Dozens of top CEOs and university presidents have also made the list such as Howard Schultz of Starbucks, Marc Benioff of Salesforce, and Steve Forbes of Forbes magazine, who was the fraternity's 250,000th initiate. Numerous athletic and music superstars are also Tekes including NFL quarterbacks Terry Bradshaw, Phil Simms, and Aaron Rodgers, Olympians Douglas Blubaugh, Sim Iness, and Johnny Quinn, and singers Elvis Presley, Willie Nelson, and the Everly Brothers.

== Local chapter or member misconduct ==

- In 2011, The Radford University chapter made national headlines after a pledge died partaking in a drinking hazing ritual. Six members of the fraternity were arrested and charged with his death.
- The Arizona State University chapter was placed on probation in 2013 after twenty ΤΚΕ members attacked three members of the Delta Kappa Epsilon (DKE) fraternity. One DKE member was beaten so badly that he had to be transferred to an emergency room with a concussion and broken jaw.
- The Arizona State University chapter was expelled by the university in 2014 after photos surfaced of a racially-themed "MLK Black Party" on Martin Luther King Jr. Day holiday weekend; although, it later surfaced that the event was not planned by members of the fraternity. The party included guests wearing basketball jerseys, flashing gang signs, and drinking from watermelon cups.

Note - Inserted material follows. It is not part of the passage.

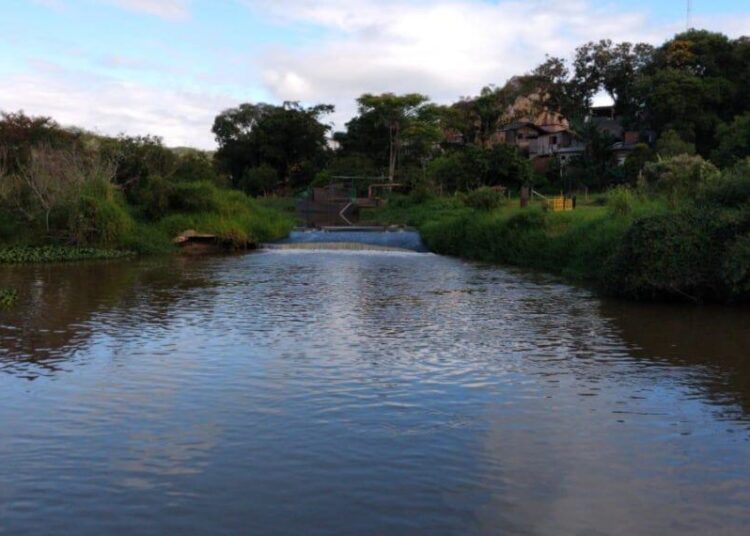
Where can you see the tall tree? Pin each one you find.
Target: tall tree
(289, 138)
(394, 112)
(614, 67)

The school's decision to ban the chapter was also because the ΤΚΕ chapter had recently been placed on probation after two members of the fraternity pleaded guilty to the aggravated assault of a student from another fraternity. The national fraternity issued an apology and condemned the event but insisted that the party was "without malice or forethought", that there were fewer than 30 men and women at the event which didn't meet Arizona State IFC guidelines for an official fraternity function, and that the ASU chapter was one of the most "multi-cultural social fraternities" at the university.
- Two men from the Rowan University chapter were suspended in 2014 for an illicit sex tape recorded in the fraternity house that was leaked to the public.
- In 2014, the Johnson & Wales University chapter was sued by a formal pledge after a brutal hazing ritual that left him hospitalized for over a month. He was branded, urinated on by members, paddled, deprived of sleep, forced to exercise, forced to swim in his vomit, and asked to participate in a host of many other demeaning activities. He was the only remaining pledge after the rest of his pledge class dropped due to abuse and harassment perpetrated by members of the fraternity.
- In 2015, a member of the Northwest Missouri State University chapter was arrested and charged with first-degree rape of a female student at the fraternity house on campus. The chapter was placed on suspension for the incident.
- The Towson University chapter was suspended for hazing in 2015 after WBAL News Radio reported that a pledge was "forced to eat cat food and a liquid he was told was vinegar and pickle juice by members of Tau Kappa Epsilon fraternity" and that "the student started vomiting blood hours later and was taken to a nearby hospital later that day".
- The Florida State University chapter was suspended for hazing and misconduct violations in 2015. The pledges were forced to participate in a hazing activity called "Old South" where pledges acted like slaves in blackface while serving drinks to members. Also, the pledges were twice blindfolded and dropped off hours away from campus without their wallets and cellphones and then told to find their way back to campus.
- In 2019, the chapter at Appalachian State University lost university recognition and privileges due to violating the university's code of conduct and assaulting women.